Pire : sur cinq ans, l’accumulation de dose d’un travailleur du nucléaire ne doit pas dépasser 100 mSv. Pour les travailleurs des télécoms, elle a atteint 221 mSv. Avec de possibles conséquences dramatiques.
Quelle sécurité pour le plan de retrait ?
En 1980, Marie (le prénom a été modifié) a 24 ans. À l’époque, elle est enceinte et travaille six heures par jour dans le grand répartiteur de Montluçon-Piquand. « À 7 mois de grossesse, j’ai été arrêtée. Les médecins étaient inquiets parce que ma fille avait un retard de développement. À terme, elle pesait 1,6 kilo », dit-elle. Ses organes sont plus petits que la normale, sauf le foie, surdimensionné. Sa croissance s’arrête à 6 ans et, dès l’enfance, elle souffre de polypathologies : arthrose, diabète, fibrose du foie, pancréatite. La petite fille a vieilli. Aujourd’hui âgée de 37 ans, elle lutte contre un cancer. « Les médecins n’ont jamais trouvé d’explications génétiques à toutes ces malformations », précise Marie. Les rayonnements ionisants et l’inhalation de radon ont-ils endommagé le fœtus pendant sa grossesse ?

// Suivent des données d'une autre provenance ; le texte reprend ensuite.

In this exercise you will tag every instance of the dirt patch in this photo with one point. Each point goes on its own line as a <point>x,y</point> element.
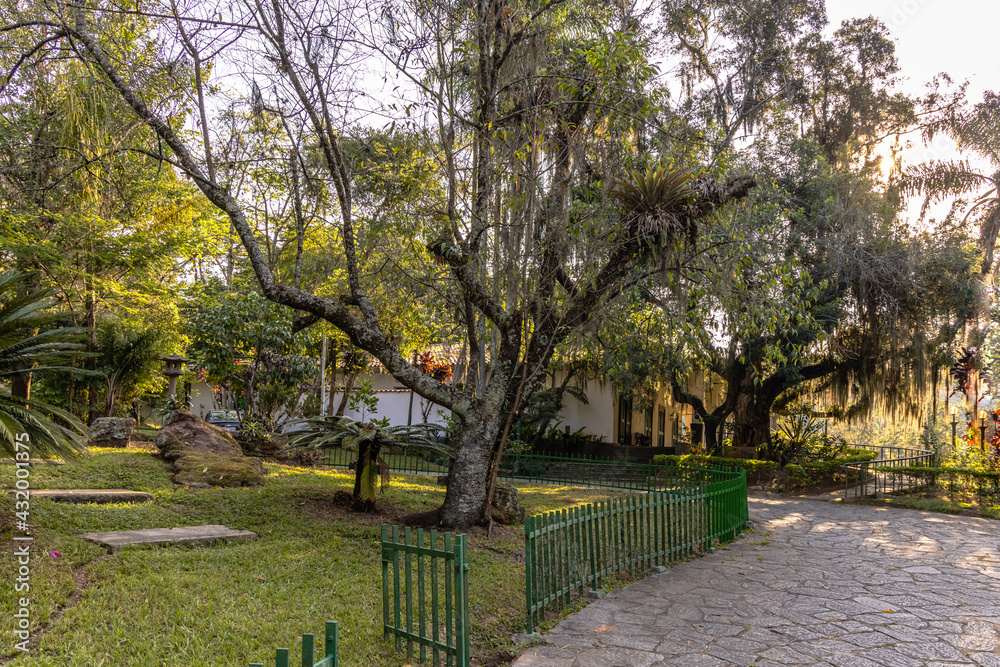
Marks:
<point>81,582</point>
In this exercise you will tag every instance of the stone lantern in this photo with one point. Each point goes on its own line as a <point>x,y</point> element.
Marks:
<point>173,368</point>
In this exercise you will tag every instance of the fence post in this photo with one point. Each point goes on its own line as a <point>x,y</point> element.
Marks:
<point>461,601</point>
<point>308,650</point>
<point>331,647</point>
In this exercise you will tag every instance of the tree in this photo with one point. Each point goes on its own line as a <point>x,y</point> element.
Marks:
<point>535,108</point>
<point>34,337</point>
<point>817,286</point>
<point>126,359</point>
<point>977,134</point>
<point>107,228</point>
<point>246,345</point>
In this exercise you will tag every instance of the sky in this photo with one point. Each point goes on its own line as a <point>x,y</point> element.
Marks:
<point>932,36</point>
<point>954,36</point>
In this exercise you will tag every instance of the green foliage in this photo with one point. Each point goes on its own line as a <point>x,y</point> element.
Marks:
<point>245,342</point>
<point>756,469</point>
<point>368,439</point>
<point>307,557</point>
<point>35,338</point>
<point>128,360</point>
<point>800,438</point>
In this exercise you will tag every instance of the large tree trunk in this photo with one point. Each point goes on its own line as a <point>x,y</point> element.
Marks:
<point>753,425</point>
<point>465,500</point>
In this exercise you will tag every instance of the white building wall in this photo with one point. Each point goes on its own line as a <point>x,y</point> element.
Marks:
<point>597,417</point>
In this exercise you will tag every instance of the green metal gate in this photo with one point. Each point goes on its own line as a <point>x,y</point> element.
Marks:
<point>425,599</point>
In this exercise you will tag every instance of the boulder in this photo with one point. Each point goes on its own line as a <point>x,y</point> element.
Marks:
<point>111,432</point>
<point>204,455</point>
<point>506,507</point>
<point>186,433</point>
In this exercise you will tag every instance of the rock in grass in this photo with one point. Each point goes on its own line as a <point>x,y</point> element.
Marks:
<point>202,470</point>
<point>186,433</point>
<point>111,432</point>
<point>204,455</point>
<point>506,507</point>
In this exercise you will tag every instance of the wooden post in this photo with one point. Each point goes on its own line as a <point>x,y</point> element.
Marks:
<point>322,380</point>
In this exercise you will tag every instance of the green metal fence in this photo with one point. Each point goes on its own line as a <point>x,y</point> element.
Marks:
<point>426,587</point>
<point>868,478</point>
<point>596,472</point>
<point>571,549</point>
<point>281,656</point>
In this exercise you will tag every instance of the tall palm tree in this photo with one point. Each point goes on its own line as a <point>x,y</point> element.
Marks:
<point>35,338</point>
<point>976,132</point>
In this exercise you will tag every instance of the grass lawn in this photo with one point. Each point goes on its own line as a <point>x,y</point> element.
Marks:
<point>231,604</point>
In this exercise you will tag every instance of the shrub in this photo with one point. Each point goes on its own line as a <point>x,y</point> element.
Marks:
<point>955,480</point>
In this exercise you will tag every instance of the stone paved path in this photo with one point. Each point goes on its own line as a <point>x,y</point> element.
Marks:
<point>816,584</point>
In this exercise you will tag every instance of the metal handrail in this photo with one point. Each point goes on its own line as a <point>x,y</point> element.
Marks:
<point>888,457</point>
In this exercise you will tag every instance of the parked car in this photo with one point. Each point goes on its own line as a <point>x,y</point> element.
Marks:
<point>224,419</point>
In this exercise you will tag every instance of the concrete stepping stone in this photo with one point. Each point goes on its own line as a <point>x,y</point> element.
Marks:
<point>117,539</point>
<point>93,495</point>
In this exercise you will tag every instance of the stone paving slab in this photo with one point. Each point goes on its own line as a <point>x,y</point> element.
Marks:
<point>102,496</point>
<point>116,540</point>
<point>816,584</point>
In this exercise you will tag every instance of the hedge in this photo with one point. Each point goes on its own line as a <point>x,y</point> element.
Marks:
<point>953,479</point>
<point>762,472</point>
<point>752,466</point>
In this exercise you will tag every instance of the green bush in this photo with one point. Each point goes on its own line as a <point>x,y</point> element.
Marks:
<point>797,474</point>
<point>758,472</point>
<point>764,472</point>
<point>954,480</point>
<point>836,465</point>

La question se pose d’autant plus que l’évaluation de l’IPHC prend en compte les rayonnements gamma et bêta, mais qu’« elle ne tient pas compte des contaminations internes (par ingestion ou blessure), lorsque les agents tiennent des parafoudres dans leur bouche, par inhalation de gaz radioactifs comme le radon ou la contamination par le toucher de particules radioactives qui bombardent ensuite les cellules saines à l’intérieur même de l’organisme », précise le chercheur Addil Sellam, qui a piloté l’étude.
En 2015, le plan de retrait s’étend au territoire national et le démantèlement est notamment confié à Scopelec (31) et Artec (Ariégeoise de télécommunication – 09), deux sous-traitants historiques d’Orange qui refusent de s’exprimer sur le sujet en s’abritant derrière les clauses de confidentialité des contrats commerciaux noués avec Orange.
« Les salariés concernés sont habilités pour la manipulation, la dépose et l’entreposage des parasurtenseurs – qu’il s’agisse de salariés d’Orange ou d’entreprises sous-traitantes – et sont formés à la radioprotection. Leur nombre est, par ailleurs, limité », assure Orange. « Le niveau d’exposition potentiel de ces personnels aux gaz radioactifs émis est très inférieur aux seuils réglementaires », ajoute l’entreprise, sans donner le détail des plans de prévention des risques.
Au printemps 2017, les syndicalistes auvergnats craignent que les lieux de stockage ne soient pollués au radon et à l’air tritié, en particulier celui d’Issoire où s’accumulent 80 000 parafoudres. Ils confient des prélèvements à la Commission de recherche et d’information indépendantes sur la radioactivité (CRIIRAD). Bruno Chareyron, qui dirige son laboratoire, constate qu’« à l’intérieur des fûts, l’irradiation est tellement forte que les compteurs saturent ». 91 668 Bq/m3 pour le radon, alors que les seuils d’intervention sont limités à 300 Bq/m3 ; 2 millions de becquerels par litre (Bq/L) pour le tritium, bien au-delà du seuil d’alerte de 100 Bq/L fixé par la directive européenne.
« La Criirad estime que si vous respirez les bouffées de cet air cumulé pendant une à deux heures, vous dépassez 1 mSv par an, la dose annuelle tolérée pour le public », déplore Franck Refouvelet, membre du CHSCT de l’UI Auvergne. « Il faudrait un masque avec cartouche à charbon actif pour éviter les inhalations de particules radioactives », ajoute-t-il. Pas plus que ses coéquipiers, il n’en a été équipé pendant les cinq ans d’intervention de dépollution.